Circus Casselly zu Gast

Schülerberichte

 

Unsere Schule und die Odilia-Weidenfeld-Schule wurden in drei Gruppen aufgeteilt, die Klassen 1a bis 4a waren in Gruppe A, die B-Klassen in der Gruppe B und die Odilia-Weidenfeld-Schule in der Gruppe C. Die Gruppen wurden dann noch einmal in kleinere Gruppen aufgeteilt. Es gab Trapezkünstler, Seiltanzen, Magier, Luftringakrobaten, Clowns, Hula Hoop Girls, Jongleure und eine Hundedressur.
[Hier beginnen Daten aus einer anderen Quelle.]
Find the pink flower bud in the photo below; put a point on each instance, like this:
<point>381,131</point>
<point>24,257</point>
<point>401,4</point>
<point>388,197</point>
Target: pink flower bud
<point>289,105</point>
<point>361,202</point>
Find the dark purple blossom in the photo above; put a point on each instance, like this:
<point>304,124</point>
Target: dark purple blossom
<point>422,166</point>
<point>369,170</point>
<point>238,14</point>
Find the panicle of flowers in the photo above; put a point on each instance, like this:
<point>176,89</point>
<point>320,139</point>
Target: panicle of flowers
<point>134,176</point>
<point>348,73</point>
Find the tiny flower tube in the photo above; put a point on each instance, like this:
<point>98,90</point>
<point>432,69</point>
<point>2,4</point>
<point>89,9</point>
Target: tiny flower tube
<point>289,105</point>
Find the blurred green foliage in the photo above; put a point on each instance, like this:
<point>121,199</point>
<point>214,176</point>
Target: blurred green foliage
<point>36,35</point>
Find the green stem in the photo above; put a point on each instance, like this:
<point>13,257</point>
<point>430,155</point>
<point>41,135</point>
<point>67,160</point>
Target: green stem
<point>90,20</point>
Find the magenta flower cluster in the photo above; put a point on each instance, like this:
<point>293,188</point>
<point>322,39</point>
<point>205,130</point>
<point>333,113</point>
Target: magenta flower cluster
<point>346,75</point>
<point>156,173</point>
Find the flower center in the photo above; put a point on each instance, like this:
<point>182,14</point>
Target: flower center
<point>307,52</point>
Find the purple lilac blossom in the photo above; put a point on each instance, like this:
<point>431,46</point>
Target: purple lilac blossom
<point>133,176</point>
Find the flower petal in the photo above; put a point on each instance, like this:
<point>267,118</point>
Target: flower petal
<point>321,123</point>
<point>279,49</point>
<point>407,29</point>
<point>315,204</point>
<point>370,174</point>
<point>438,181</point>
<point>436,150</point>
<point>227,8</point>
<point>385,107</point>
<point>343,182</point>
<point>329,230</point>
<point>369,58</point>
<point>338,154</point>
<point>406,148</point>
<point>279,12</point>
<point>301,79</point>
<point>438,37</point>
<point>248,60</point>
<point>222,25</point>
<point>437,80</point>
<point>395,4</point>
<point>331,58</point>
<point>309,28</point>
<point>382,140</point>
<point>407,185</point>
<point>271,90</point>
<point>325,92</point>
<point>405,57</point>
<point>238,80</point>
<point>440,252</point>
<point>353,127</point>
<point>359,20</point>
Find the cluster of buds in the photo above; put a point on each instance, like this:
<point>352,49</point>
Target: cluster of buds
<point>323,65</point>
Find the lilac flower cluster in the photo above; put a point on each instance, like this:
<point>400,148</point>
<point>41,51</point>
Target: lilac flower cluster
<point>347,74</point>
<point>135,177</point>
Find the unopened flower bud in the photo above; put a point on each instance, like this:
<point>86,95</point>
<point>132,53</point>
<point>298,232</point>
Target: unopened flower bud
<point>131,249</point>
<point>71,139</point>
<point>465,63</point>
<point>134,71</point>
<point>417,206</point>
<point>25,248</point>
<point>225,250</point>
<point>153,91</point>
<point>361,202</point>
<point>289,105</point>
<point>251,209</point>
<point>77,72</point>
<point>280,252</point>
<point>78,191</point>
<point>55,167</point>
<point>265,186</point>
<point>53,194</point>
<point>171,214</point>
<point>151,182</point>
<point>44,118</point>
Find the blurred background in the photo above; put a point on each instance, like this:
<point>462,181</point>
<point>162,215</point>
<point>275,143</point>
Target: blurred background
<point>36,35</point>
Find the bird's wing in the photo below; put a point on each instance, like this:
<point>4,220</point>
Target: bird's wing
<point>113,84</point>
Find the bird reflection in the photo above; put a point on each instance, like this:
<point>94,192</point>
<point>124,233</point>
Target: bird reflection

Ich war bei den Seiltänzern. Am ersten Tag haben wir geübt wie man auf dem Drahtseil geht. Am zweiten Tag haben wir Tricks auf dem Seil geübt und am dritten Tag alles wiederholt. Dadurch, dass es im Zelt mal kalt und mal warm war wurde ich krank.

Unsere Vorstellung war am Freitag um 15:00 Uhr. Ich war noch angeschlagen, aber ich wollte meine Gruppe nicht im Stich lassen und bin zu meinem Auftritt gegangen.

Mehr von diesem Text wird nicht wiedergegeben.